Let’s look at what might happen. The House on Friday passed a bill that will keep the government funded through mid-December and would defund Obamacare. However, Senate Democratic Leader Harry Reid will amend it to strip out defunding, shorten the time period for which the government is funded, drop in a few progressive favorites, run the clock, and send it back to the House as close to the Sept. 30 deadline as possible. If so, at least Senate Democrats will be forced to vote for or against Obamacare. This, given public hostility to the plan, should cause some of them heartburn, thereby buying the same thing that would have been accomplished by House Speaker John A. Boehner’s earlier proposal that was dismissed by these same folks as a mere “gimmick.”

In fact, Mr. Cruz has already conceded this scenario is likely. After months of tweets, town halls and chest-thumping about the House needing to take the fight to the Senate, Mr. Cruz volunteered that Mr. Reid “likely has the votes” to “strip the defund language” just one day after the strategy was announced. Talk about irony when the leading senator yelling at the House to “fight” for three months concedes defeat on Day One of the ball being in his court.

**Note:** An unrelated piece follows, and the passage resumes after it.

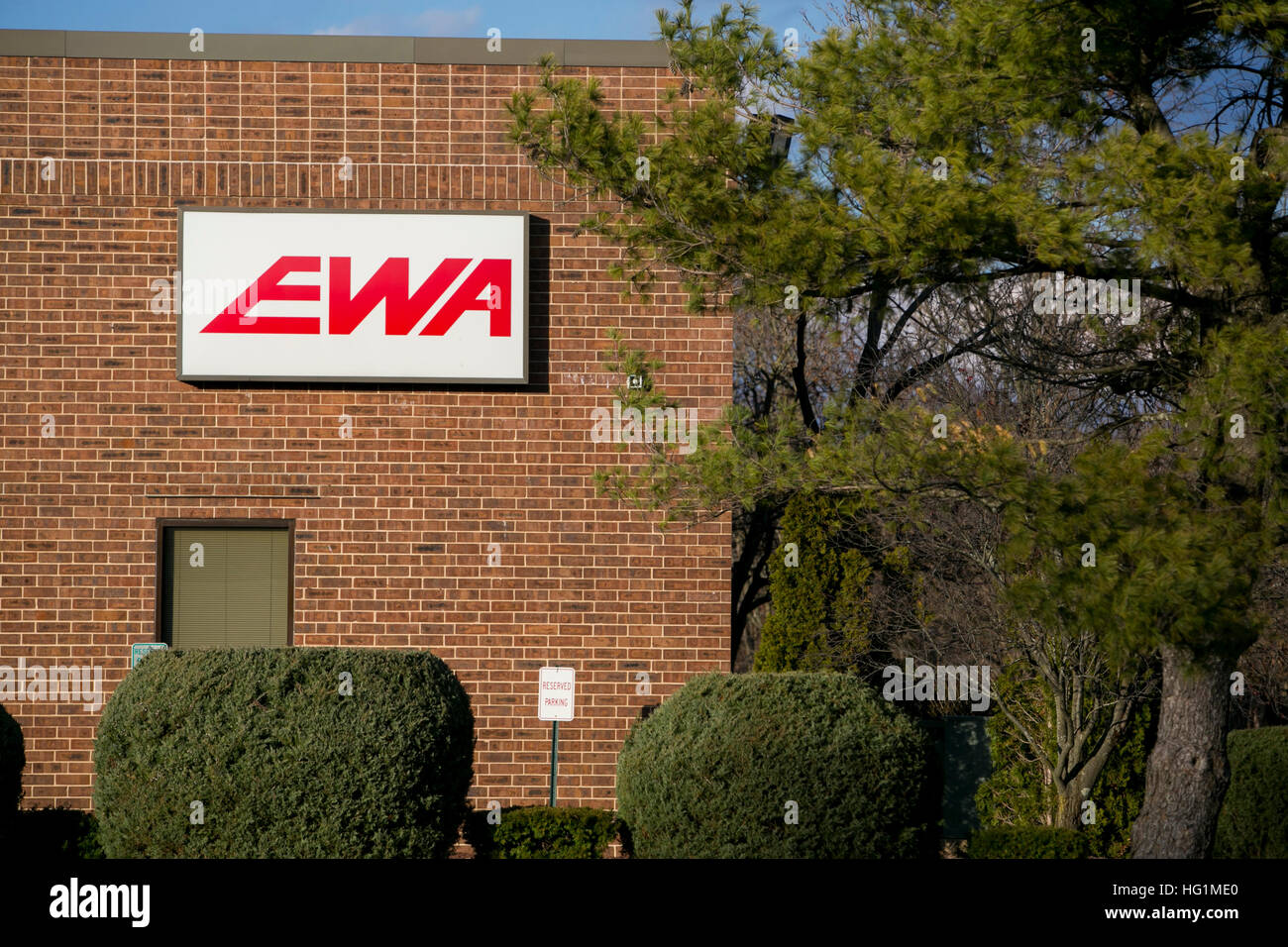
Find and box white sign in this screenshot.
[537,668,577,720]
[172,207,528,384]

This all-but-assured reality is unfortunate not only because it won’t work, but also because the original House strategy would have.

Indeed, the speaker’s proposal would have forced a “clean” vote on Obamacare that would have forced Democratic senators running next year to either embrace Obamacare or vote against the president’s pet proposal. Instead, the outside groups’ litmus tests would yield a strategy that allows Senate Democratic leaders to “muddy” the vote by including their preferred provisions.

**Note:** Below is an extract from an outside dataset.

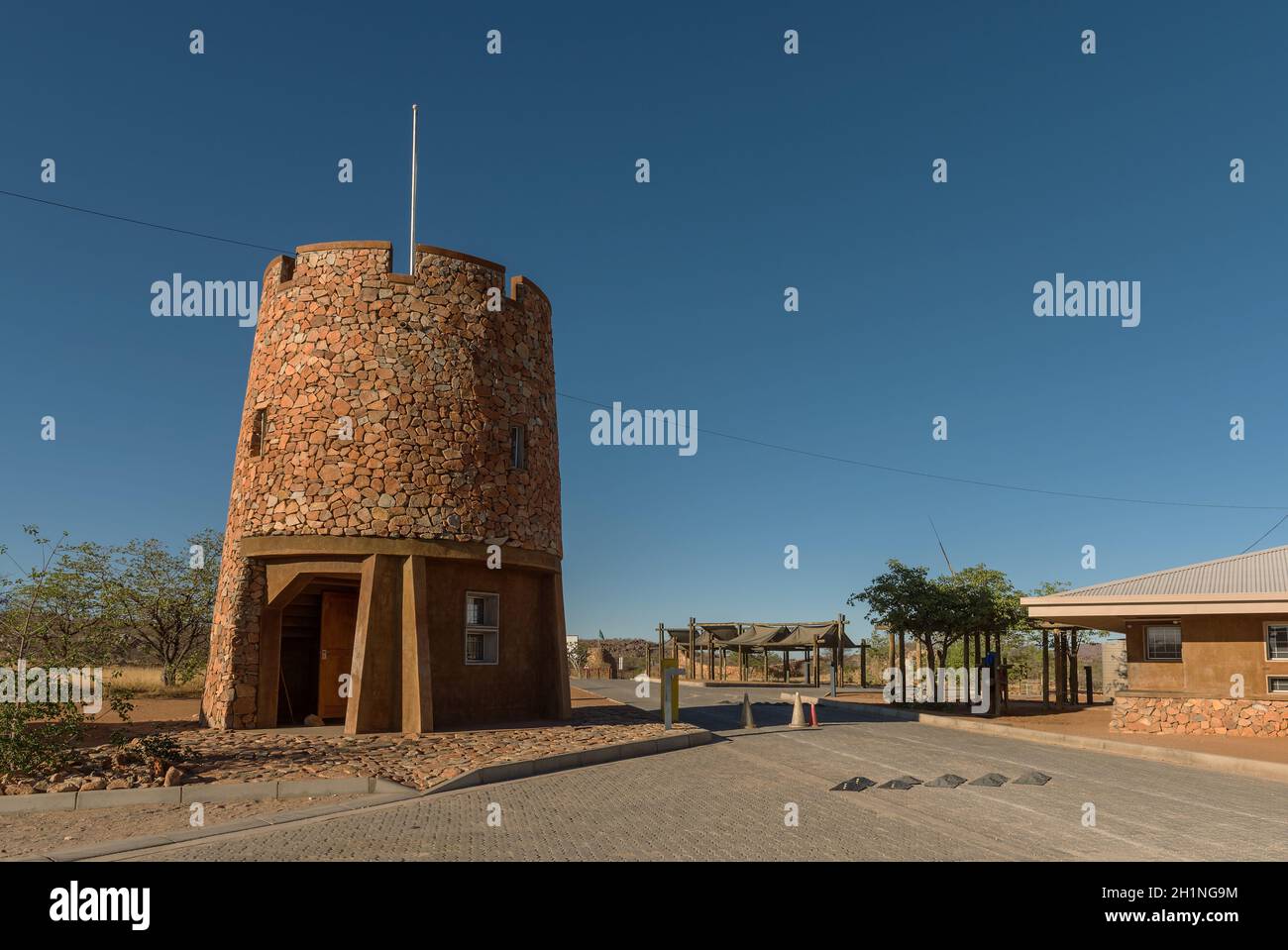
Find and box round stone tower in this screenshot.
[202,241,568,732]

Worse, once the bill is sent back, House Republicans will be forced to vote with their backs to the wall. They will either have to accept the Democratic counterproposal or be blamed for a government shutdown. The bottom line is that this approach could and may well allow the White House and Democratic Senate to control the endgame — to the detriment of Republicans, but not the unaccountable outside activists.

Worse yet, the funding bill might fail, actually forcing a government shutdown. Most federal employees would be sent home, but “essential” personnel would be required to continue working. In particular, the exemption for cases of “emergency involving the safety of human life or the protection of property” means that the armed forces would remain on duty during a shutdown without pay. Our troops would remain in harm’s way and their families will not have money for food, rent, clothing or schools simply because, as the president will argue, Republicans pursued a partisan political agenda. Not exactly a winning argument.

The same activists dismiss these concerns, arguing that voters will rally behind Republicans because the public does not support Obamacare. However, this is far from guaranteed, as Republicans should have learned in the 1990s.

A Pew poll taken in January 1996 showed that 62 percent of Americans thought a balanced budget was very important, and that if a balanced budget were to be achieved, 47 percent thought that Republicans in Congress deserved the credit versus 31 percent for President Clinton.

However, a November 1995 Gallup poll indicated that the majority of those polled thought the budget battle was about political advantage (52 percent) rather than principles (37 percent). Another poll by NBC taken during the second shutdown showed that only 17 percent thought the fight was about policy principles, compared with 76 percent thinking the fight was political.

The same dynamic will prevail today, only worse, because in the 1990s Congress had already funded the troops before the shutdown.

On top of all this, a shutdown won’t defund Obamacare. Entitlement programs such as Obamacare are largely unaffected by the annual funding appropriations. The money goes out on autopilot. Even ongoing Obamacare implementation efforts pursued by agencies that would otherwise face defunding and furloughs are insulated during a shutdown.

Obamacare is bad policy, but the activists are ignoring the reality that Republicans who control only one house of Congress are simply not in a position to force the other house and an ideologically committed Democratic president to bow to their wishes. Either the activists simply don’t recognize that they just don’t have the votes to defund it or are pursuing an agenda of self-interest.

A delay, on the other hand, could give Republicans a chance to make their case to the American voter rather than to Mr. Reid and his buddies, and that could change everything.

Douglas Holtz-Eakin, a former director of the Congressional Budget Office, is president of the American Action Forum.